# Pro Kot vs. Flexcoat



## Ltrichel

Ok, not trying to stir things up to much but getting back into the rod building game from about 20 years ago. I started back then using clear finger nail polish then discovered Flex Coat and used it exclusively and without incident. I notice now that ProKote dominates the supplies web pages, at least on Mud Hole. Hard to imagine anything better than Flex Coat so thought I would get some feedback from all of you who have been in the game as of late. Pro's and Con's would be welcome


----------



## pg542

It's a personal preference thing. FlexCoat has been around a long time for a reason. I've not tried the Pro-kot yet but I will in time. I still use Flex=coat but I like Thread-Master too. Bullards was a good one also. Diamond coat I think it was called. Some builders say that brand X turns yellow with age. It's been my experience that it ALL yellows to some degree with age. That's a trait of epoxy finishes. I use mostly light build finishes and apply multiple coats and I don't have bubble troubles with any of it. Just buy the smallest quantity of something that interests you a try it out. Good luck


----------



## [email protected]

I have used most finish brands available I like pro kote it is clear and no bubbles


----------



## Whitebassfisher

I barely rate as a hobby builder, but I am still opinionated. 
Flexcoat products are high quality.
You specifically mentioned MudHole. Mudhole _may_ have investment in some other companies whose products they carry, or _possibly_ have a higher profit margin on some brands than others, hence they push them harder.
I would tend to trust what other builders write here, rather than how much advertising money is spent.


----------



## cfulbright

My vote is Threadmaster.


----------



## Fishsurfer

Flex Coat preferred by us old goats. LOL


----------



## Doc Labanowski

Flex coat under coats and DII for the final


----------



## darthwader2000

I have used flexcoat. Works great as long as you mix it exactly, stir it long enough, and then pour on foil before you coat the rod. If not it gets bubbles and turns yellow. I watched Allan mix promote for a rod class. Was a lot more forgiving. Think I will switch when I run out. 

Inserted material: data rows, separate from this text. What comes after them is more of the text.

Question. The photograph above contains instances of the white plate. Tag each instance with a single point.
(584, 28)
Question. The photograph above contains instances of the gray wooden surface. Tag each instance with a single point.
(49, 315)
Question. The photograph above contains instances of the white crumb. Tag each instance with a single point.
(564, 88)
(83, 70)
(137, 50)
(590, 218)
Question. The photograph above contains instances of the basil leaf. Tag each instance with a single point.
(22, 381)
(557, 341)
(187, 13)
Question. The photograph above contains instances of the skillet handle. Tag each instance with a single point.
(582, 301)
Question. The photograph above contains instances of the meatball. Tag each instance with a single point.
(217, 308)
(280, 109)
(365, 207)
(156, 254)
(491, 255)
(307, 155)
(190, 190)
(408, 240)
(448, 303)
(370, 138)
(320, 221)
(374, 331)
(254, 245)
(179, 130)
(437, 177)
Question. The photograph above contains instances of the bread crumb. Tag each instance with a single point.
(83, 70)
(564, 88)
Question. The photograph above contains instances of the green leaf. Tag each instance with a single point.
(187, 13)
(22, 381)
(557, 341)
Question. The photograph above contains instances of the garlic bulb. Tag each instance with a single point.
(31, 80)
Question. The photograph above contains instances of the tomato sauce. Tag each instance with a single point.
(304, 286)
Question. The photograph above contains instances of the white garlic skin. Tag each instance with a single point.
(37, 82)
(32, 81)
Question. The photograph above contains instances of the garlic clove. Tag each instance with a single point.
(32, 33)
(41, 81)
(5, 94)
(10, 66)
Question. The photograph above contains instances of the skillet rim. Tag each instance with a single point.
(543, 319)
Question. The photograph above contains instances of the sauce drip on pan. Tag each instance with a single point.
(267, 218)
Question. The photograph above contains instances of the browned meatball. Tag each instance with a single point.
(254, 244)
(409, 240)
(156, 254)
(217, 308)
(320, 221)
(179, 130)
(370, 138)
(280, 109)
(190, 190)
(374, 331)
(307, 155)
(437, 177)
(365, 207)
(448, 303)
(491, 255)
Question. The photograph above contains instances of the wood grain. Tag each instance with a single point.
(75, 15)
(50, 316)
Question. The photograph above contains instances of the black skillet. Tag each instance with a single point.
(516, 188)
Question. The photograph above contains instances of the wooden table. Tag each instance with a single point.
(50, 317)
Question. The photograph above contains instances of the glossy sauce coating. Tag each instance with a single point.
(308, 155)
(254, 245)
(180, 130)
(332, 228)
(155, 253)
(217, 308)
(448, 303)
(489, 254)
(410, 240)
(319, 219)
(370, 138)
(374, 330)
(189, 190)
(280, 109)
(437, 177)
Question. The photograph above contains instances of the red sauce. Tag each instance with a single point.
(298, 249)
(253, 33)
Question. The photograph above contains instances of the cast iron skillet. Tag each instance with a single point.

Sent from my iPhone using Tapatalk


----------



## Fishsurfer

Anybody using the Aftco epoxies. How about it Doc? I believe they are in your part of the country, have you ever tried it. I think they have been around longer than Flex Coat at least the Company not the owners.


----------



## jreynolds

I have been using Aftcote for the past two months and really like it. I do like D2 and Threadmaster too.


----------



## LymanX

D-II


----------



## katjim00

I think I heard that prokote takes crazy long to cure. They are all good if not they would not still be on the market. Find which one works with the way you apply it and go with it.


----------



## Ltrichel

Thanks too all for the update and keen insight. It sounds like 'personal preference' rules the day with some solid experience backing up everyones choices. Will start back using flex coat as I am really familiar with it but will eventually try some of the recommendations. Really appreciate the input from all of you pro's and "early in career" pro's!!


----------



## [email protected]

*Bubbles*

I've found the key to getting rid of the bubbles is mixing. You need to really mix each part before you mix them together.


----------



## teamfirstcast

*thanks Doc!*



Doc Labanowski said:


> Flex coat under coats and DII for the final


Wow, all I can say is thanks for the conformation on this method! I've been using DII exclusively for a year now and have thought about doing this but never tried it. I like both epoxies but really like the way DII levels out and dries hard so quickly. :cheers:


----------